The six-inch archerfish lives in East Indian waters and is very clever at catching its food.  This little fish waits near the surface of the water until a low-flying insect comes by.  Then it shoots drops of water from its mouth at the insect.  If the water hits the insect, its wings become wet so that it cannot fly.  When it falls into the water, it is eaten by the archerfish.  How did this fish learn to do this?  No practice was necessary, for the Creator gave it this skill when He created the very first archerfish on the fifth day of creation.  The archer fish can jump up to a foot out of the water to catch its prey.

Instead of laying eggs at the bottom of a marshy pond where it lives, the egg hanger fish hangs them on sticky threads suspended from underwater plants.  The female produces one string of this sticky thread for each egg she lays.  With the egg firmly stuck to one end, she attaches the other end over the plant so it can hang down freely.  She continues until there are about 150 all hanging separately in the swampy water.  Then she swims away and does not return.

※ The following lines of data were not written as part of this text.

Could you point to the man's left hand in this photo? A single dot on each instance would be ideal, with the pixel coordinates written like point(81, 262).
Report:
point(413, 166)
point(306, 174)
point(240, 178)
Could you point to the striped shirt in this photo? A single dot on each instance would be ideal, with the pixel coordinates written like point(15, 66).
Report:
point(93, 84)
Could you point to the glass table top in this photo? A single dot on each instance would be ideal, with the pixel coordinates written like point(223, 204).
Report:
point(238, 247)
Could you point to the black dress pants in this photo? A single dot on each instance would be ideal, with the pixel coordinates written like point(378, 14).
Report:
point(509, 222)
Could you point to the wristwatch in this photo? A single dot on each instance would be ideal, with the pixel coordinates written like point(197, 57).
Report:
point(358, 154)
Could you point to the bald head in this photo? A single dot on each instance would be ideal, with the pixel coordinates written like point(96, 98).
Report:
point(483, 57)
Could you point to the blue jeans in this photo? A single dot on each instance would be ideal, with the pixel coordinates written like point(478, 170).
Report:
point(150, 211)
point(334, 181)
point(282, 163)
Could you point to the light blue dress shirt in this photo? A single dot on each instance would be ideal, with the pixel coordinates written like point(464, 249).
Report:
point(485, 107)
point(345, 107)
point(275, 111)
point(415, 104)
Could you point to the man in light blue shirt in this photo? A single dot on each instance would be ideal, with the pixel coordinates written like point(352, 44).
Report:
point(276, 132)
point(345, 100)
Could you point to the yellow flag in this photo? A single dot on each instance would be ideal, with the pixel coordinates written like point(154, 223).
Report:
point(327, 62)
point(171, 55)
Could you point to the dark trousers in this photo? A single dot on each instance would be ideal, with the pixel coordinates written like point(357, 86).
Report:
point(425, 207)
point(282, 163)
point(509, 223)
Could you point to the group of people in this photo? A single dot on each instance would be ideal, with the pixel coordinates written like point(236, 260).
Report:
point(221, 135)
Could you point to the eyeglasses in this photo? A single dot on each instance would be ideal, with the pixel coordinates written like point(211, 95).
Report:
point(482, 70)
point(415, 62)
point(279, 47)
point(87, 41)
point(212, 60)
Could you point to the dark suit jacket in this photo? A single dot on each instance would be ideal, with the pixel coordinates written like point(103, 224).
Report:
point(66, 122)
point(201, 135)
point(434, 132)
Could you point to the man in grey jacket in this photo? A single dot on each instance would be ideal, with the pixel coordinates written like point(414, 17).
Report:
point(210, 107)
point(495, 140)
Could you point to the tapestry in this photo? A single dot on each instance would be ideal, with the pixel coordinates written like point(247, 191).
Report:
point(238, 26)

The eggs don't need her care, for the One "upholding all things by the word of His power" (Hebrews 1:3) watches over them, just as He does when they hatch and swim away. 

The splashing tetra is a three-inch fish found in Brazil and Venezuela.  When the female is ready to lay her eggs, she searches for a bush with leaves hanging over, but not in, the water.  The she jumps up and lays her eggs on a big leaf before dropping back to the water.  Doesn't this seem strange?  Wouldn't you expect the eggs to dry out and die?  That would certainly be true, except that we can see it is another of the wonders of the Lord God who designed such interesting features in His many creatures.

The eggs don't die because both parent stay in the water under the leaf and, with flips of their tails, continually splash water on them.  After three or four days, the little ones hatch and drop into the water.  Then the parents swim away. 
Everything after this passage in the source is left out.